La stessa coscienza, tuttavia, con un grande peso sul cuore, mi porta oggi ad affermare con altrettanta chiarezza che questo nuovo ciclo di violenza ha portato a Gaza oltre cinquemila morti, tra cui molte donne e bambini, decine di migliaia di feriti, quartieri rasi al suolo, mancanza di medicinali, acqua, e beni di prima necessità per oltre due milioni di persone. Sono tragedie che non sono comprensibili e che abbiamo il dovere di denunciare e condannare senza riserve. I continui pesanti bombardamenti che da giorni martellano Gaza causeranno solo morte e distruzione e non faranno altro che aumentare odio e rancore, non risolveranno alcun problema, ma anzi ne creeranno dei nuovi. È tempo di fermare questa guerra, questa violenza insensata.
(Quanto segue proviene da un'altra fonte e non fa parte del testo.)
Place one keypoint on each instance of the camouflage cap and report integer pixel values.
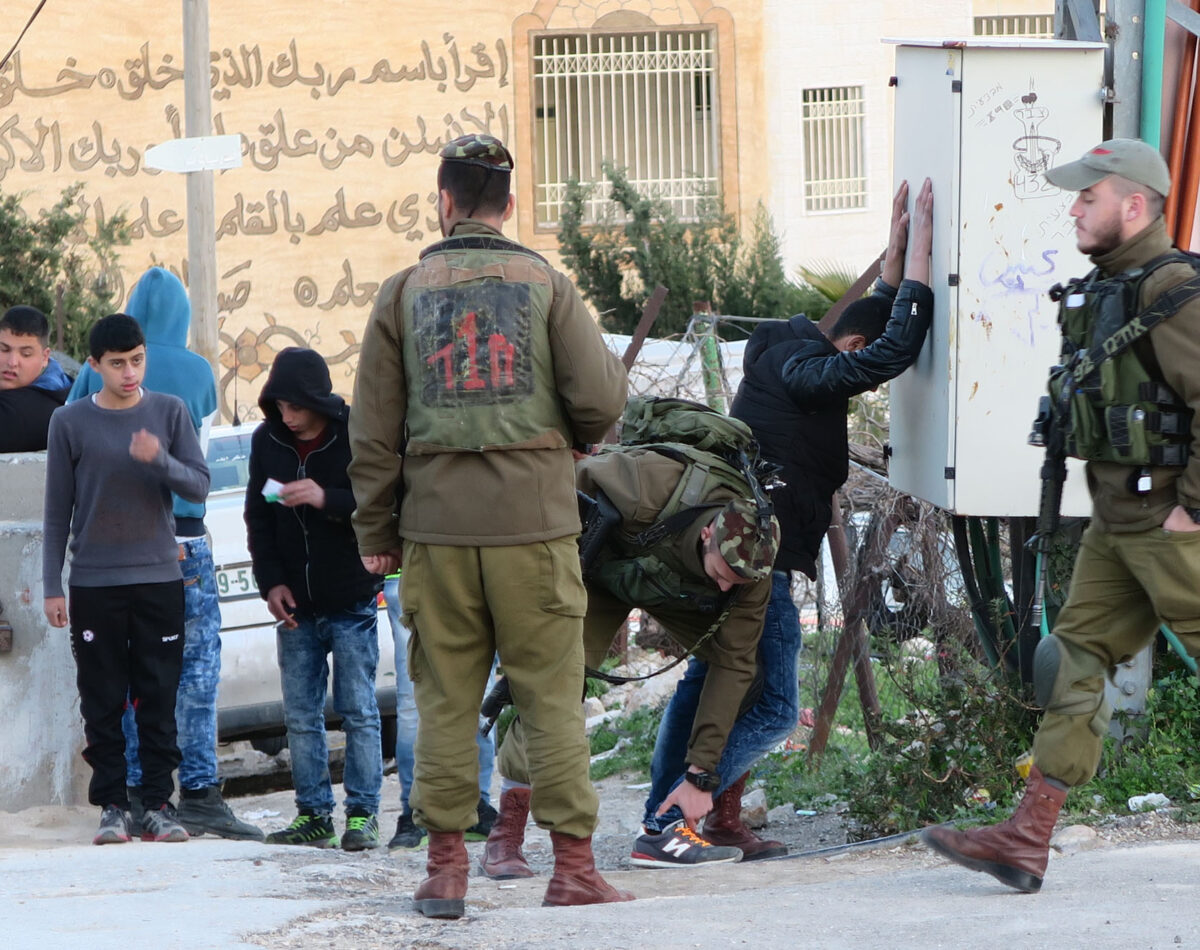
(748, 547)
(485, 151)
È solo ponendo fine a decenni di occupazione, e alle sue tragiche conseguenze, e dando una chiara e sicura prospettiva nazionale al popolo palestinese che si potrà avviare un serio processo di pace. Se non si risolverà questo problema alla sua radice, non ci sarà mai la stabilità che tutti auspichiamo. La tragedia di questi giorni deve condurci tutti, religiosi, politici, società civile, comunità internazionale, ad un impegno in questo senso più serio di quanto fatto fino ad ora. Solo così si potranno evitare altre tragedie come quella che stiamo vivendo ora. Lo dobbiamo alle tante, troppe vittime di questi giorni, e di tutti questi anni. Non abbiamo il diritto di lasciare ad altri questo compito.

Ma non posso vivere questo tempo estremamente doloroso, senza rivolgere lo sguardo verso l’Alto, senza guardare a Cristo, senza che la fede illumini il mio, il nostro sguardo su quanto stiamo vivendo, senza rivolgere a Dio il nostro pensiero. Abbiamo bisogno di una Parola che ci accompagni, ci consoli e ci incoraggi. Ne abbiamo bisogno come l’aria che respiriamo.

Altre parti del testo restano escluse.